Cinq questions à Réda Dalil

  • Maroc Diplomatique _ Après une brillante carrière dans le monde des finances, vous vous convertissez en homme de littérature et d’écriture. Que représente celle-ci dans votre vie?

– Réda Dalil : L’écriture qu’elle soit journalistique ou littéraire est toute ma vie. C’est ce que je fais, c’est ce pourquoi je suis destiné. Comme tout le monde, lorsque j’étais étudiant, il a fallu faire un choix pragmatique. Si j’ai opté pour la finance c’est pour avoir une chance de m’en sortir matériellement plus tard. Les choses ont évolué selon ce que j’avais planifié, et, le diplôme en poche, je me retrouve à gratter du chiffre sur un ordinateur à longueur de journée. Tâche fastidieuse et rébarbative. Il a fallu un déclic pour abandonner cette petite vie douillette et rangée que je m’étais confectionné par conformisme et exercer le métier qui me tenait véritablement à coeur : écrire.

  • Votre premier roman le « Job » a été un grand succès, un best-seller si on peut dire. Y a-t-il un point commun avec votre second ouvrage?

– Oui, jusqu’à une certaine mesure « Le Job » est une autofiction. Ce qui est aussi le cas de « Best-seller ». Je ne suis pas un auteur à imaginaire. La plupart des idées qui me viennent sont puisées de mon quotidien. J’essaie ensuite de lustrer les faits banals de la vie, d’en magnifier la portée, de les imbriquer dans une trame. C’est comme cela que j’écris. Je recycle ce que je vois, ce que je vis en poussant des épisodes anodins de mon train habituel vers une dimension plus extrême. En outre, j’exorcise des frustrations qui m’habitent. Par exemple, dans Le Job, je m’insurge indirectement contre le néolibéralisme sauvage qui régit nos sociétés, tandis que Best-Seller est une parabole du mépris dont fait souvent l’objet l’artiste, l’écrivain, celui qui n’est pas inscrit dans une trajectoire classique : métro, boulot, dodo, épargne, crédit etc.

  • Après le prix reçus pour le « Job » ? «Best-seller» prend le chemin de la gloire et figure parmi les livres en lice pour le Prix littéraire Arabe. Quel effet cela vous fait-il de représenter le Maroc ?

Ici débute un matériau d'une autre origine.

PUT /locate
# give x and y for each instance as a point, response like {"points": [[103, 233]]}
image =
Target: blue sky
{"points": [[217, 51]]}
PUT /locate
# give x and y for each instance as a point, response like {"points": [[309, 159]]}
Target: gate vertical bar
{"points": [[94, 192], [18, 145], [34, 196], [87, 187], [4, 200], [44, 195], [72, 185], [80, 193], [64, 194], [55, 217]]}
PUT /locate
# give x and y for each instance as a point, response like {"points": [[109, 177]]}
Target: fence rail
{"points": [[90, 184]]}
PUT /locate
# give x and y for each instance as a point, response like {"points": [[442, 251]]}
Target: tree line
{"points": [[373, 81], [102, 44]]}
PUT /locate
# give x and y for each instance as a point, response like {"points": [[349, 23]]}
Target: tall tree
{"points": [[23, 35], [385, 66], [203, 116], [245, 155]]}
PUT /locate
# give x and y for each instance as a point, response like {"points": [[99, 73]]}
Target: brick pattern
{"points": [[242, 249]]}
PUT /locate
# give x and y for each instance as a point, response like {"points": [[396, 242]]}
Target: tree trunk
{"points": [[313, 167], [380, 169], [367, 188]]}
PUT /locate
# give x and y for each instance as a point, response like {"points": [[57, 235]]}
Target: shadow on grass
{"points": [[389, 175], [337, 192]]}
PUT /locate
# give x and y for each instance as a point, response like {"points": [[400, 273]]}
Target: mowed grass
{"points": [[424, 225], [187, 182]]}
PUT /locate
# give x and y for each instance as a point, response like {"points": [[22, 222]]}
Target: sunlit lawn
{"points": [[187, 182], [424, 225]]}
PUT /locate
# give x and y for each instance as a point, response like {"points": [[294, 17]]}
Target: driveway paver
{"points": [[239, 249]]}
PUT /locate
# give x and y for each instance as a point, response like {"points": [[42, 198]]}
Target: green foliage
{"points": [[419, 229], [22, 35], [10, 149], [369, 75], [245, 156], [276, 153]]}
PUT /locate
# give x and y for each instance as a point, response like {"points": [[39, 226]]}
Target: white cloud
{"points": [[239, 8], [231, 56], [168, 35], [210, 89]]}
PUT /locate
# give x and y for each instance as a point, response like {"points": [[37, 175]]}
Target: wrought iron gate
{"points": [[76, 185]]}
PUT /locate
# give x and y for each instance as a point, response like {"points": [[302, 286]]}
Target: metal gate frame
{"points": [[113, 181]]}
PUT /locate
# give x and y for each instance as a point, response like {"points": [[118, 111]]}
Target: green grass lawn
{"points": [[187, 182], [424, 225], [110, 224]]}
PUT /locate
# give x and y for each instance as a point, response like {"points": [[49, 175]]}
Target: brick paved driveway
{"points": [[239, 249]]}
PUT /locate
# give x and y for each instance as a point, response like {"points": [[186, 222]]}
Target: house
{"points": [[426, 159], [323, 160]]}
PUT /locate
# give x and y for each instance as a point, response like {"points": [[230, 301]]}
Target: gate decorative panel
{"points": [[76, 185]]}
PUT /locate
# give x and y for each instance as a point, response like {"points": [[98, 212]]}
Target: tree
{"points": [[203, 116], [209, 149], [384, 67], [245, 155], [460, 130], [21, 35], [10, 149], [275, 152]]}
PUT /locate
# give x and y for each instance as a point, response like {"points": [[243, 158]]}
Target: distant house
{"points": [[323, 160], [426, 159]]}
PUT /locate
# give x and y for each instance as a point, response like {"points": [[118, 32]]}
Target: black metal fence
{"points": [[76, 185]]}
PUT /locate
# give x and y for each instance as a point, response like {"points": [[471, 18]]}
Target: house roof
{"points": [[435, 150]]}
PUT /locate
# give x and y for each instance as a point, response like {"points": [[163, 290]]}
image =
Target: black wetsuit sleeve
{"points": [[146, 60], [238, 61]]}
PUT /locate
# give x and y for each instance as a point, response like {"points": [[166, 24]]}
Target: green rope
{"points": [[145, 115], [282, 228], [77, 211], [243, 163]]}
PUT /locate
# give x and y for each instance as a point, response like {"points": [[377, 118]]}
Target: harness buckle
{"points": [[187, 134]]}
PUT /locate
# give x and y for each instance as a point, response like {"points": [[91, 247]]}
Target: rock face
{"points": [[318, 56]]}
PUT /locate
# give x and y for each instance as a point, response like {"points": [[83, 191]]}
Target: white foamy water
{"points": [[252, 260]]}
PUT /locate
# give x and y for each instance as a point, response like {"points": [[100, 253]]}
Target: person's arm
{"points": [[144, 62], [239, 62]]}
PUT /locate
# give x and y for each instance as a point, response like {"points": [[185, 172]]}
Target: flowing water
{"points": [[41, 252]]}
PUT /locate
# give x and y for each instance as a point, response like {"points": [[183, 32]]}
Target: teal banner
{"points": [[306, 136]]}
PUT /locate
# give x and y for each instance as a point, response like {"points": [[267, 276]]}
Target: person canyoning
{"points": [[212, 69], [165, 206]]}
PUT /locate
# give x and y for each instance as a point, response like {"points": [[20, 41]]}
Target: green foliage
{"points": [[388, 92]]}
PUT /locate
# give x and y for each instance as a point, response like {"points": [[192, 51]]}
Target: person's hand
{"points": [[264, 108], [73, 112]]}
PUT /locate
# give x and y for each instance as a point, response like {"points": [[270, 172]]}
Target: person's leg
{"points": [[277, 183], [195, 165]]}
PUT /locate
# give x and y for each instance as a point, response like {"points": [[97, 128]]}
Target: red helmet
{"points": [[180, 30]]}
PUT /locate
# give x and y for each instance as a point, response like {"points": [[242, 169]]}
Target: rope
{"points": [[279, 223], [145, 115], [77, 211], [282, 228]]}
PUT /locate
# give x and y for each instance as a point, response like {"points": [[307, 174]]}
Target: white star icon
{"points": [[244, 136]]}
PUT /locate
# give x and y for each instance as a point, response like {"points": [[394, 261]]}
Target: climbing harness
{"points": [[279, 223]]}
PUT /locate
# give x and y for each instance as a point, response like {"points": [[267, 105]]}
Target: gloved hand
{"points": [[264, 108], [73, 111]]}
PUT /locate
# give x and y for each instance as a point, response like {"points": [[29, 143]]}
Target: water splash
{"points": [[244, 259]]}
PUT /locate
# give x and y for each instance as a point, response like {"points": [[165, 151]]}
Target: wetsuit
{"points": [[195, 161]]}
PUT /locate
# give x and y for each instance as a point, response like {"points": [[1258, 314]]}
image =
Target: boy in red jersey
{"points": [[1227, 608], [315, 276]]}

– Une immense fierté comme vous pouvez l’imaginer. J’espère pouvoir aller jusqu’au bout. Mais je fais face à de brillants auteurs, dont certains comptent plusieurs short-list de prix à leur actif. Vous savez, la sélection en soi me remplit de bonheur. L’idée qu’un texte sur lequel vous avez sué sang et eau pendant deux ans, soit remarqué, lu, reconnu, vous fait dire que tout cet effort n’a pas été vain.

  • Dans « Best-Seller », l’histoire commence avec un regard acerbe sur le champ littéraire marocain, que cela soit au niveau de la condition d’écrivain, du rapport avec les éditeurs ou des lieux de culture. Cela traduit-il votre pensée?

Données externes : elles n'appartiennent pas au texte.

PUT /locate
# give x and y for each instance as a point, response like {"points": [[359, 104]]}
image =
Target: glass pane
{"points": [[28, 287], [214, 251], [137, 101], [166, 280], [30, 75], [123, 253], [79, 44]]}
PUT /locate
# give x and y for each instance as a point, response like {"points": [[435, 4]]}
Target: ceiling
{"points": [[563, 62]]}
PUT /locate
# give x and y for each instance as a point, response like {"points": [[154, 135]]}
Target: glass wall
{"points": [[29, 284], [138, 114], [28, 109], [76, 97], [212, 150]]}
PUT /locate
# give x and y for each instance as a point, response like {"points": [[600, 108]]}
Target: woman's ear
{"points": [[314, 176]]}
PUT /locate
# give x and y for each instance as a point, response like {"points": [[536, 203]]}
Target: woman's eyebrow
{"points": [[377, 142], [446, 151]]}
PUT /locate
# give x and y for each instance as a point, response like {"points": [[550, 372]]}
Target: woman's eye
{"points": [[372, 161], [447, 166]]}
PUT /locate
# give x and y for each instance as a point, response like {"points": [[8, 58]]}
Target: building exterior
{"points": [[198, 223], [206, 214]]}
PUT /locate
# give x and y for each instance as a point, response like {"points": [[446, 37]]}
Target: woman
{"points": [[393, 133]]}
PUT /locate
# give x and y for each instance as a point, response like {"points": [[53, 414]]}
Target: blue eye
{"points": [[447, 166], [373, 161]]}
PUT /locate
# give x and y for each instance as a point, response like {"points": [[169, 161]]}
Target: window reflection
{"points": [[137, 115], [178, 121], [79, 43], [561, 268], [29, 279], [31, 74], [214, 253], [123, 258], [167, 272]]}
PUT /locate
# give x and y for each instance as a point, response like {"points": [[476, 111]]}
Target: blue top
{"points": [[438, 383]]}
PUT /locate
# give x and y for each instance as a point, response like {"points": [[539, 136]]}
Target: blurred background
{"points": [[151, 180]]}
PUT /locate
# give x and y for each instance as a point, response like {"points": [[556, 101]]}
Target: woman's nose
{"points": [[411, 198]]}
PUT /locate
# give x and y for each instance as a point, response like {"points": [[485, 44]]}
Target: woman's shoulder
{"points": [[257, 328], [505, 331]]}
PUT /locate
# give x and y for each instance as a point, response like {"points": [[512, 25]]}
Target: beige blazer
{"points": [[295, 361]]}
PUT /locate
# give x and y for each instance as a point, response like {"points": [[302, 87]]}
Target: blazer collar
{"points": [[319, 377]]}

 – Je grossis un peu le trait. Mon personnage est plutôt désabusé et puisqu’il s’exprime à la première personne du singulier, beaucoup de lecteurs ont tendance à croire que ses opinions s’apparentent aux miennes. Certes, il écrit, c’est donc un artiste, un rêveur, il est doté d’une certaine sensibilité, mais au fil du temps et des épreuves, son idéalisme a laissé place à une sorte de cynisme empreint de frustration, d’un vague à l’âme permanent dû à l’impossibilité, pour un écrivain marocain, de vivre de sa plume. Cela est possible ailleurs, mais pas chez nous. C’est donc contre cet état de fait que mon personnage s’insurge.

  • Vous ne faites pas dans le style pompeux et choisissez plutôt un style simple et fluide. Êtes-vous des écrivains qui prônent la simplicité et l’accessibilité dans l’écriture comme outils de beauté stylistiques ?

– Aucun écrivain de bonne foi ne peut nier qu’il écrit d’abord et avant tout pour être découvert, lu, critiqué … etc. Mais, je n’irais pas jusqu’à dire que mon style est prémédité ou conditionné par les attentes supposées d’un lectorat type. Je ne me positionne pas en fonction d’un goût général, je n’essaie pas d’exploiter un filon. Il serait proprement impossible de rédiger un roman de 300 pages selon une formule standard, destinée à fonctionner mécaniquement. Non, j’écris comme j’écris sans vraiment me livrer à une recherche stylistique effrénée. Je ne suis pas un adepte du culte de la belle phrase. J’essaie d’instiller autant de sincérité que je peux dans mes livres, tout en donnant la part belle à l’histoire dont je prends grand soin à fluidifier le déroulement.